Answer: You can copy only chosen tables and replicate across major versions. Logical replication decodes row changes table-by-table, letting you select tables and cross major versions, though DDL and sequences aren't carried over.

What is the 'read-your-writes' problem when routing reads to async replicas?

  • Writes get duplicated
  • A user who just wrote may hit a lagged replica that hasn't received the change yet
  • Replicas reject all reads
  • Reads are always stale forever

Answer: A user who just wrote may hit a lagged replica that hasn't received the change yet. Because async replicas lag, a user who just saved and reloads may read from a behind replica and think their save was lost.

Does adding read replicas increase write capacity?

  • Yes, linearly with each replica
  • Yes, but only with logical replication
  • Only on weekends
  • No, there is still a single primary doing all writes

Answer: No, there is still a single primary doing all writes. Replicas scale reads; writes still go through one primary, and synchronous replication can even make writes slightly slower.

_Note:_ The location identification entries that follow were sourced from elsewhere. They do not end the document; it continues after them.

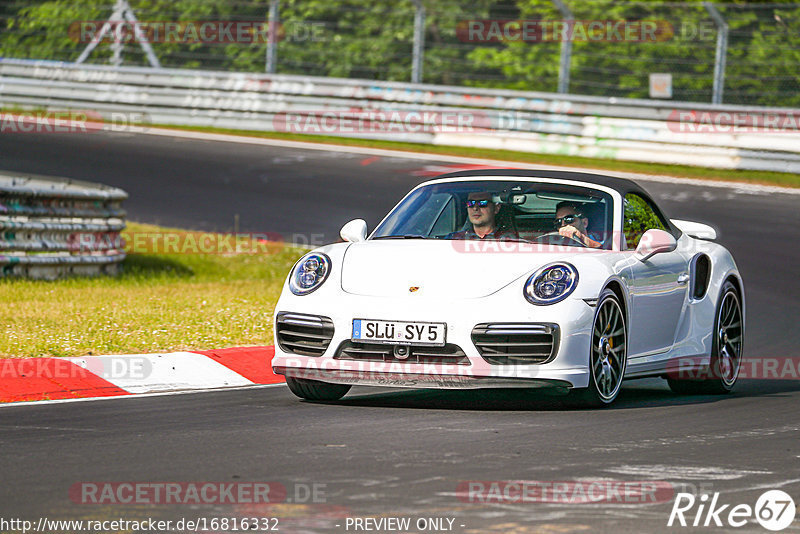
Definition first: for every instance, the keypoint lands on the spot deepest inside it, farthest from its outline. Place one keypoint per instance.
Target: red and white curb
(40, 379)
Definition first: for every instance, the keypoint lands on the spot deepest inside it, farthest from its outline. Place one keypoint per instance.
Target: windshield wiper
(406, 236)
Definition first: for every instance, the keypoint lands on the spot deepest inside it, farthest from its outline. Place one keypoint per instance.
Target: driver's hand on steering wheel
(571, 232)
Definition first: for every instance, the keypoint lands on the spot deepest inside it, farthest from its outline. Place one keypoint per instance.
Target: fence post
(122, 12)
(566, 50)
(721, 53)
(419, 42)
(272, 37)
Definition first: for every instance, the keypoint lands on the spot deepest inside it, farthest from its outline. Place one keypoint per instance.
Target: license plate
(399, 332)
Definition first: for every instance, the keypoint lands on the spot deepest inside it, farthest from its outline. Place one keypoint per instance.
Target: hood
(454, 269)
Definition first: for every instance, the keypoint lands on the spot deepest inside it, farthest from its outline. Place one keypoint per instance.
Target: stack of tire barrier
(55, 227)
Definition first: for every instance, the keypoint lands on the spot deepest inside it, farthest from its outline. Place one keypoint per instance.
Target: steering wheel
(554, 238)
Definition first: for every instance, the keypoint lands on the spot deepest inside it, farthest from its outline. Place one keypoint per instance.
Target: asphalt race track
(396, 453)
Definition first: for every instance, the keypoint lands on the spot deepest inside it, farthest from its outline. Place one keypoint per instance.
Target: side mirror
(698, 230)
(355, 231)
(655, 242)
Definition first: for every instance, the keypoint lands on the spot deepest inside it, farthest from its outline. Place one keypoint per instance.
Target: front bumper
(567, 369)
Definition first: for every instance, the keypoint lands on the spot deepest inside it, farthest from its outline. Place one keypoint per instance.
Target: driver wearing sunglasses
(482, 212)
(571, 223)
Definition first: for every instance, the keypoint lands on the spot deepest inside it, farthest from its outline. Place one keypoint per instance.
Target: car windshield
(512, 210)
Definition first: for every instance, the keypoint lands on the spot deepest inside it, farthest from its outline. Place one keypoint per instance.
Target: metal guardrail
(624, 129)
(52, 227)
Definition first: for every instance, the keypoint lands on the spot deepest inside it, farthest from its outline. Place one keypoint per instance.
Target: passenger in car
(571, 222)
(482, 214)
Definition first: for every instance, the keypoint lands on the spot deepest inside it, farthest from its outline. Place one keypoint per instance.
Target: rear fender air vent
(306, 335)
(516, 343)
(700, 274)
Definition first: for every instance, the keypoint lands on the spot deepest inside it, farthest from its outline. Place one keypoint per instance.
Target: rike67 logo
(774, 510)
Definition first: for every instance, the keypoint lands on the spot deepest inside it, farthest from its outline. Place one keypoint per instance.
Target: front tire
(608, 356)
(314, 390)
(726, 348)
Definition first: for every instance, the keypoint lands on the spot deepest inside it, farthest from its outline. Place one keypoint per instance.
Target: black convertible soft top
(622, 185)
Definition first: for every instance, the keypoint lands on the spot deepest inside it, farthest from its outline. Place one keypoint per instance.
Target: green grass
(685, 171)
(160, 302)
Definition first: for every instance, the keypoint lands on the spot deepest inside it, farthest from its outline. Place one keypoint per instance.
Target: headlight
(309, 273)
(550, 284)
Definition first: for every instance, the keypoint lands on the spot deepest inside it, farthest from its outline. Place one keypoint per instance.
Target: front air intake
(516, 343)
(302, 334)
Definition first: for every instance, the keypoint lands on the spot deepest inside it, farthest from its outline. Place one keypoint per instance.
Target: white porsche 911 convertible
(512, 278)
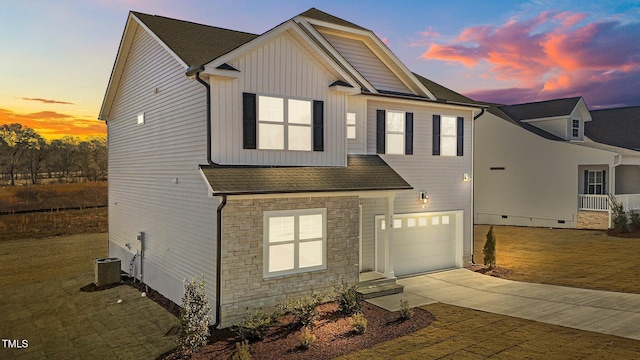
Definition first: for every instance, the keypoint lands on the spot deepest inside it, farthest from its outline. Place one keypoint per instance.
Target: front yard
(587, 259)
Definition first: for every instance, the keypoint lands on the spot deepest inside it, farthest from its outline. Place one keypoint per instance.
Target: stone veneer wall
(243, 287)
(597, 220)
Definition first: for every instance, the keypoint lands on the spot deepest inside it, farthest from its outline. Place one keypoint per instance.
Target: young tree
(489, 249)
(14, 142)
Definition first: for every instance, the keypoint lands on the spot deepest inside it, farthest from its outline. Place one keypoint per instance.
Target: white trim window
(575, 128)
(284, 124)
(295, 241)
(351, 125)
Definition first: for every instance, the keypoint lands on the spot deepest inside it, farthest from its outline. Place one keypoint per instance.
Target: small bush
(406, 312)
(194, 317)
(489, 249)
(347, 298)
(635, 219)
(303, 309)
(253, 326)
(307, 338)
(359, 323)
(242, 351)
(620, 219)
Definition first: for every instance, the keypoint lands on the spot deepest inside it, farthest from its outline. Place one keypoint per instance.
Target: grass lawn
(587, 259)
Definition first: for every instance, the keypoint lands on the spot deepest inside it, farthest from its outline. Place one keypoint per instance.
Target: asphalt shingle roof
(617, 127)
(362, 173)
(196, 44)
(541, 109)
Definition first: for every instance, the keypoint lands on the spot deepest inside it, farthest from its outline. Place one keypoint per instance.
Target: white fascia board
(211, 67)
(336, 55)
(407, 74)
(118, 67)
(167, 48)
(423, 102)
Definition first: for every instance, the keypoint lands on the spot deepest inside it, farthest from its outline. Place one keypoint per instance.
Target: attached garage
(421, 242)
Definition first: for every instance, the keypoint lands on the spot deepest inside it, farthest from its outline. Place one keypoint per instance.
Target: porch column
(388, 245)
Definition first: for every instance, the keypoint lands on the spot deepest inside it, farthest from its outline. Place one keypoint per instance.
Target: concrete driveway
(590, 310)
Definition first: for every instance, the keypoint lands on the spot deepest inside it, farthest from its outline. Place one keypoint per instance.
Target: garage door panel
(423, 242)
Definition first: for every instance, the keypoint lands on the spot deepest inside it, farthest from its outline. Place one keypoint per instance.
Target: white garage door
(421, 242)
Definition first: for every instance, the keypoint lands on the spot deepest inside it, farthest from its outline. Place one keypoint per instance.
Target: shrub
(620, 219)
(635, 219)
(307, 338)
(489, 249)
(406, 312)
(347, 298)
(242, 351)
(254, 326)
(303, 309)
(359, 323)
(194, 317)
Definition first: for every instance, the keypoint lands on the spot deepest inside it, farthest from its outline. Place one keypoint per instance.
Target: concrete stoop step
(379, 287)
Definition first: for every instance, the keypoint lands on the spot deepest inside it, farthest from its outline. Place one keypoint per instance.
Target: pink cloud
(553, 53)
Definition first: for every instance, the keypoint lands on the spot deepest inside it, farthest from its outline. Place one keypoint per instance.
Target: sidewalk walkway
(591, 310)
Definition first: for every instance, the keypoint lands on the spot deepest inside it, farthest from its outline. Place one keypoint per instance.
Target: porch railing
(593, 202)
(629, 202)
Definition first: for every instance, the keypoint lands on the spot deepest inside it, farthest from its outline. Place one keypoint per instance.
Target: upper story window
(295, 241)
(284, 124)
(280, 123)
(394, 132)
(448, 136)
(351, 125)
(575, 128)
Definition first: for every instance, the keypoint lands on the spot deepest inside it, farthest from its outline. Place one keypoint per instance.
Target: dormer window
(575, 128)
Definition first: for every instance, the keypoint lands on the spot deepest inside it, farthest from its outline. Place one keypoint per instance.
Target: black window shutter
(586, 181)
(408, 134)
(460, 142)
(248, 121)
(380, 131)
(436, 134)
(318, 125)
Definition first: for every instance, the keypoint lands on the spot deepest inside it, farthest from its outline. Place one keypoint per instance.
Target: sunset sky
(56, 56)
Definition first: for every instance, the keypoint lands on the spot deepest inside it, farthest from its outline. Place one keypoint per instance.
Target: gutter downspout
(473, 136)
(195, 71)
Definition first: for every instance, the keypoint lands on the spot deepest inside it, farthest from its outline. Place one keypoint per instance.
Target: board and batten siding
(367, 63)
(281, 67)
(155, 185)
(440, 176)
(534, 181)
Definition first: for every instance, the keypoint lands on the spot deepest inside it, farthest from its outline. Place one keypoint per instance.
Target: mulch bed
(497, 271)
(335, 335)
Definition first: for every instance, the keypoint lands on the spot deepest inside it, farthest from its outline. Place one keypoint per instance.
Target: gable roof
(541, 109)
(615, 127)
(362, 173)
(196, 44)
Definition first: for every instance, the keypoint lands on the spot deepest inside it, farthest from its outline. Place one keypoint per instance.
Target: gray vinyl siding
(367, 63)
(281, 67)
(178, 219)
(440, 176)
(540, 182)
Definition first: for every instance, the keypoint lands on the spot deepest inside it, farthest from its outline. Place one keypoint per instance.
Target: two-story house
(282, 163)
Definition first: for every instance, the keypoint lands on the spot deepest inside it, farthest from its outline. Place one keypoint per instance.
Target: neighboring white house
(282, 163)
(534, 166)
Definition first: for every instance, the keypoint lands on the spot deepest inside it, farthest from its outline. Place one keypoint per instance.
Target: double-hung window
(575, 128)
(281, 123)
(295, 241)
(594, 182)
(448, 135)
(284, 124)
(394, 132)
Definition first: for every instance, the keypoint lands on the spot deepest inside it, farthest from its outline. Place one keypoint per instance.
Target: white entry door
(421, 242)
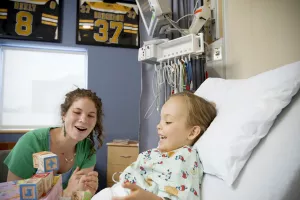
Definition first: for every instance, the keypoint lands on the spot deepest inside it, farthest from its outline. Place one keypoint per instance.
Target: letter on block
(47, 179)
(45, 161)
(81, 195)
(31, 189)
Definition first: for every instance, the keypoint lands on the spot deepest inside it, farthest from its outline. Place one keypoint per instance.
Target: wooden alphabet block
(81, 195)
(45, 161)
(47, 179)
(31, 189)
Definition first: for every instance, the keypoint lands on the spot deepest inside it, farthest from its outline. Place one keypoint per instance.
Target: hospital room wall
(114, 74)
(260, 35)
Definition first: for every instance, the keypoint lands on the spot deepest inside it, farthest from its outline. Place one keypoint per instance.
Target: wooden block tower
(45, 161)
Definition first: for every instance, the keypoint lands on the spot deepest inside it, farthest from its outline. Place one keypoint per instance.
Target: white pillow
(246, 109)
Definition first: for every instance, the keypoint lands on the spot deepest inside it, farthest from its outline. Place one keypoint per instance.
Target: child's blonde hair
(200, 112)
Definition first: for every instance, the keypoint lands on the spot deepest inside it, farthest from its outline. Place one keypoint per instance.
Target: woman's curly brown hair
(83, 93)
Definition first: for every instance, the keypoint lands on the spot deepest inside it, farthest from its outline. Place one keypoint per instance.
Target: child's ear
(196, 130)
(213, 103)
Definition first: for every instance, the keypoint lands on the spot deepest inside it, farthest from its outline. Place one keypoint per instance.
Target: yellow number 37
(103, 25)
(23, 23)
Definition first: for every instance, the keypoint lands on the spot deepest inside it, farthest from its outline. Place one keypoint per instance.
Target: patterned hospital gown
(175, 175)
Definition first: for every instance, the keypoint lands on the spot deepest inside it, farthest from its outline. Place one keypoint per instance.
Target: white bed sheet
(273, 171)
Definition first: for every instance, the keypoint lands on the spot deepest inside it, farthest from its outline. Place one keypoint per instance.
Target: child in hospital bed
(173, 169)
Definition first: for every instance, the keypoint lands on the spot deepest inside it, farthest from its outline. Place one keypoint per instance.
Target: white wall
(260, 35)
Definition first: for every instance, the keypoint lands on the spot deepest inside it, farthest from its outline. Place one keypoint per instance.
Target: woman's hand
(76, 182)
(91, 181)
(137, 193)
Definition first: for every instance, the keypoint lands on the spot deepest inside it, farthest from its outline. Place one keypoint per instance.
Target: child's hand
(91, 182)
(137, 193)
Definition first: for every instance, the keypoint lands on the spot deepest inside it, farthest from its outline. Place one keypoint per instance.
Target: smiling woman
(73, 143)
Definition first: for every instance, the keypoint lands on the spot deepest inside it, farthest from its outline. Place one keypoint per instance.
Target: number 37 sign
(108, 24)
(31, 20)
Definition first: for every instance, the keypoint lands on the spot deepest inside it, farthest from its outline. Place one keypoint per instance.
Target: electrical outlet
(217, 53)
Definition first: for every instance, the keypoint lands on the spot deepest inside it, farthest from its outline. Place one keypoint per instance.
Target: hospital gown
(175, 175)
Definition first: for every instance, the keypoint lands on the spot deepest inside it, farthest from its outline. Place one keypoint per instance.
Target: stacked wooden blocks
(39, 184)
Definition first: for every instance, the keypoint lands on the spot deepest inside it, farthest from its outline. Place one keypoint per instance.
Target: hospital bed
(273, 170)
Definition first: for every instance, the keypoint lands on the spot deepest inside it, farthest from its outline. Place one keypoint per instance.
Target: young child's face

What is 'split-brain' during a failover?

  • A replica that runs out of disk
  • The old primary resumes writing after a replica was promoted, so two primaries diverge
  • A query that returns two results
  • A backup that fails

Answer: The old primary resumes writing after a replica was promoted, so two primaries diverge. If the old primary keeps accepting writes after promotion, you get two writers and silently diverging data; fence the old primary first.

Which PostgreSQL function tells a server whether it is a primary or a read-only replica?

  • pg_promote()
  • pg_stat_replication
  • pg_is_in_recovery()
  • pg_reload_conf()

Answer: pg_is_in_recovery(). pg_is_in_recovery() returns TRUE on a read-only replica and FALSE on the primary that accepts writes.